Thursday, January 16, 2014

Ill-Advised

I love children's books. Good ones. I like to be snobby about them, and because of this I occasionally get my come-uppance.

For Christmas, my sister bought the kids this version of Rumplestiltskin.

 I remember it from when I was a kid and I love the illustrations. I can still hear the deep voice of my elementary school librarian, Mrs. Moore, a woman whose height and bearing was formidable, reading this to us. This story is, like all true fairy tails, incredibly bizarre and slightly creepy. Why would the miller lie to the king about his daughter's ability to spin straw into gold? Why was the miller's daughter never again asked to spin more straw into gold?
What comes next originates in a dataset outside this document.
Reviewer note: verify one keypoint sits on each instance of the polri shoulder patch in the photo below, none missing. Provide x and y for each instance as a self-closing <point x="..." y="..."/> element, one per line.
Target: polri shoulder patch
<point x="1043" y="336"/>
Had the prince fallen in love with her enough to not care anymore? And most importantly, as Brad says, "What does it all MEAN???"

I don't know, all I know is that at the end of the book, after the miller's daughter correctly guesses Rumpelstiltskin's name, he gets very angry and screams, "the devil told you that, the devil told you that!" Would you like to guess which line from this story is most often repeated in public with great glee and volume? Yeah. The people at Nordstrom Rack really loved it, I could tell they want us to come back reeeeeeeal soon.
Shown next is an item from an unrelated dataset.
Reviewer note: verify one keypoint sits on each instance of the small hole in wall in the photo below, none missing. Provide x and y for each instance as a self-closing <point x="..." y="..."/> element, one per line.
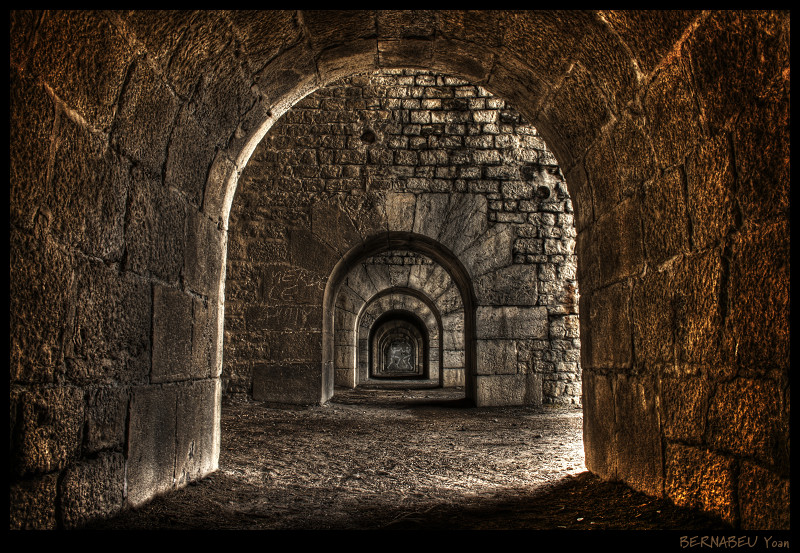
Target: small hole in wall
<point x="368" y="137"/>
Ok, so, other people buying books for your kids can be a gamble, but one of my choices for Christmas also has me kicking myself.

I bought Dom the above title, plus many others by Steve Jenkins, after we'd happened upon this one at the library:
this book is fantastic, by the way

Included in "What Do You Do If Something Wants to Eat You" is a profile on the basilisk lizard, also known as the Jesus Christ lizard, because it can run on the water. After watching a few videos of this creature in action, the kids are hooked. Multiple times a day I overhear Dominic playing and narrating, "The Jesus Christ lizard is running on the water!!!" and every time it startles me because it sounds like he is constantly taking the Lord's name in vain.
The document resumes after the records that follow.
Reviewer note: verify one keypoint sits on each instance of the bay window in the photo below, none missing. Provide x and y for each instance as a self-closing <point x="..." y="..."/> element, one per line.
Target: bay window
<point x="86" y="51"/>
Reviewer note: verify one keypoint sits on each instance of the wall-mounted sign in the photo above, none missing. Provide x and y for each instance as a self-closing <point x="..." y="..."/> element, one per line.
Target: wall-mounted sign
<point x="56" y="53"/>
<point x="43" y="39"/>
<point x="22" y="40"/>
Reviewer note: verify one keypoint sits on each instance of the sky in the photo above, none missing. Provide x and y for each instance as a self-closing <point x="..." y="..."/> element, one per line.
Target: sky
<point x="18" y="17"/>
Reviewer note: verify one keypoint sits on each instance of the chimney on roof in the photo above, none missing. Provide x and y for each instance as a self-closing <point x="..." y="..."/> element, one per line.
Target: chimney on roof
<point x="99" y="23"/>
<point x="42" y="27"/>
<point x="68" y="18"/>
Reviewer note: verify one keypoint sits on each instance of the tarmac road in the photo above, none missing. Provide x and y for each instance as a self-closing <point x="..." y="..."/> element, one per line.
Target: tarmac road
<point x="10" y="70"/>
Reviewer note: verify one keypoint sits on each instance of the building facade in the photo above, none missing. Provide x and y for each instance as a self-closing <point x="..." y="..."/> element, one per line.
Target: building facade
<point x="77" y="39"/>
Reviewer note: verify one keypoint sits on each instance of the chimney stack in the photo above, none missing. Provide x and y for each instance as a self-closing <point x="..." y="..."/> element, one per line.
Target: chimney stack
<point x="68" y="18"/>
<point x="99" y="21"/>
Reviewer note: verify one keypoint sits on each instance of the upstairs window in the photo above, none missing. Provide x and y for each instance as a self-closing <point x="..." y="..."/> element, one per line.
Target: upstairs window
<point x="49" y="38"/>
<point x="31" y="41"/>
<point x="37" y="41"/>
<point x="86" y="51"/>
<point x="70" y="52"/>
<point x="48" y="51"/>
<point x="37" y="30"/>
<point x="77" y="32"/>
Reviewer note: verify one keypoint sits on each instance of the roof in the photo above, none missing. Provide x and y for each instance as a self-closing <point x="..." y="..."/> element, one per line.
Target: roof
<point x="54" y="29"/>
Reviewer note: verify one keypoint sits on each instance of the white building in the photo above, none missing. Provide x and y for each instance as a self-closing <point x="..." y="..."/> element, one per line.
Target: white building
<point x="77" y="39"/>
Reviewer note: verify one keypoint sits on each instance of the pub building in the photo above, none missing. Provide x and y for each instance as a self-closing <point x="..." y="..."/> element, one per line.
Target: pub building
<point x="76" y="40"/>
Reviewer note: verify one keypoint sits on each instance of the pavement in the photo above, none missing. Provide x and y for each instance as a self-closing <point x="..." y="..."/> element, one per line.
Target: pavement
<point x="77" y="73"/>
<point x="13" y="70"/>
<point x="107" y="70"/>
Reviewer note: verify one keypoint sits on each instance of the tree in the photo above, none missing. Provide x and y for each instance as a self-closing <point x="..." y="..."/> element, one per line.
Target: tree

You should buy these books; why miss out on all the fun??? Actually, you should buy them because despite the possibility of embarrassing content, they are good books.


Awkward Update: My sister texted my iPad and refuses to take any responsibility for Rumpelstiltskin. So. I'm not sure who bought it for us, but whoever you are, thank you, we love it. Even with the devil parts. Tell me who you are, and you can get blog-thanked.